Player(s) I would not trade him for straight up: Neil Walker, Omar Infante, Matt Carpenter

David Robertson: I am in a pair of Yahoo “Pro” Leagues for $. These are Daily leagues with an innings limit of 1400 innings for the entire season. I am a Robertson owner in one of these leagues, hoping to benefit from his great peripherals. In other formats he is not rosterable, but he could get me 35 more K’s than IP’s and help lower my ERA and WHIP (and might not be terrible in terms of IP per W). Robertson, Herrera and Hernandez are the three middle relievers worth owning in this format (besides save speculating).

Player(s) I would not trade him for straight up: Carlos Marmol, Kyuji Fujikawa, Jose Veras, Kevin Gregg, John Axford, Joel Hanrahan

I found it easier to explain why I own some players in certain formats (I hate Uggla but he is definitely  undervalued in that league), and would not even consider them rosterable in other formats. I will give a breakdown to hopefully provide a simpler guide.

Daily leagues: Value of SP less, value of platoon guys more (think Brandon Moss), value of speed demons who struggle for playing time is more (Bonifacio).

Weekly leagues: Two start pitchers (obviously). My strategy for weekly leagues is have 4 “top 20” SP’s, and rotate/stream two-start pitchers. High K/9 pitchers have less value, because variance of IP throughout league is high.

H2H: Value the categories not included in standard 5X5 formatting; for example if you use OBP instead of AVG, I wouldn’t target a Michael Morse, Josh Hamilton or Adam Jones. Also injured players are more valuable in H2H leagues because the last few weeks of the season obviously have a higher weight than May or June.

Roto: I target 20/20 guys more in a Roto format than a H2H format. Desmond Jennings, Alex Rios, BJ Upton, and Carlos Gomez are all guys I would own in a Roto format, but not a H2H format.
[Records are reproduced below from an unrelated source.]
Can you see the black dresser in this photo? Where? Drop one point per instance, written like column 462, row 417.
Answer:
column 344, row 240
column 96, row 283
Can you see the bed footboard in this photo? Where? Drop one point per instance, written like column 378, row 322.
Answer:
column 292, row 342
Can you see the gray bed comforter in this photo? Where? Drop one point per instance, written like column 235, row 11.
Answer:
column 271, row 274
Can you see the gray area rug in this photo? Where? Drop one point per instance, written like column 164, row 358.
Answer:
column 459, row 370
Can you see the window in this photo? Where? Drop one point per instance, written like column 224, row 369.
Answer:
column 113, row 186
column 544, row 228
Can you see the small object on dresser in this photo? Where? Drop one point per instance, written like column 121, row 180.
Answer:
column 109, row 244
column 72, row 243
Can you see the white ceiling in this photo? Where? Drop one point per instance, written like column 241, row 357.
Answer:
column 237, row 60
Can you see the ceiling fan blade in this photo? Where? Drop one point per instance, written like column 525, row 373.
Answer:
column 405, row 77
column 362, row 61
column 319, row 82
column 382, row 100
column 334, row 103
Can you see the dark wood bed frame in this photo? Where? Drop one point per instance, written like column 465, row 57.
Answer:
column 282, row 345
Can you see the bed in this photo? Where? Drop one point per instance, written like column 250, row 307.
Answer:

My reasoning is; in a H2H format normally by Friday you can focus on certain categories (if I have runs and steals locked up I’d bench an Austin Jackson for a Lucas Duda), where as in a roto format I certainly want to finish towards the top in power and speed categories.

Points: Know your categories. If strikeouts and walks count against your guys, then make sure to move a Joey Votto up a notch or two in the rankings and a Josh Hamilton down. Again, focus on the categories not factored in by a standard 5X5 rank. From my experience most points leagues make closers impossible to own, so assuming it is a weekly league the logical strategy would be to stream two start pitchers.

DL Spots: This is an obvious one but a Curtis Granderson has much more value in a 2-DL spot league than a 0-DL spot league. Again this seems obvious but when I see injured players traded their value always seems the same regardless of number of DL spots.

Innings/Games Played limits: In the Yahoo “Pro” League format, I am focusing on K/9 guys (recently dealing for Samardzija), since it is assumed there will be no variance among IP and everyone will reach the limit. I don’t want to start any pitchers with K/9 below 8, and I have some good peripheral guys like Kelvin Herrera. I would prefer a Casey Janssen greatly to Jim Johnson as well, because it is the “inefficency” of this league. K/9 is not weighed as heavily in the ranks, and it is assumed there is a variance among IP, K/9 guys are undervalued in this format. I am also using my bench spots on off days to play matchups (daily league) and make sure I reach 162 games at each position. For example in one league I picked up Carlos Ruiz to “platoon” with Salvador Perez, playing matchups and making sure I get a full 162 games out of the catcher position.

 

I hope this is a helpful guide for you all. We will be posting more often here, starting with RP re-ranks.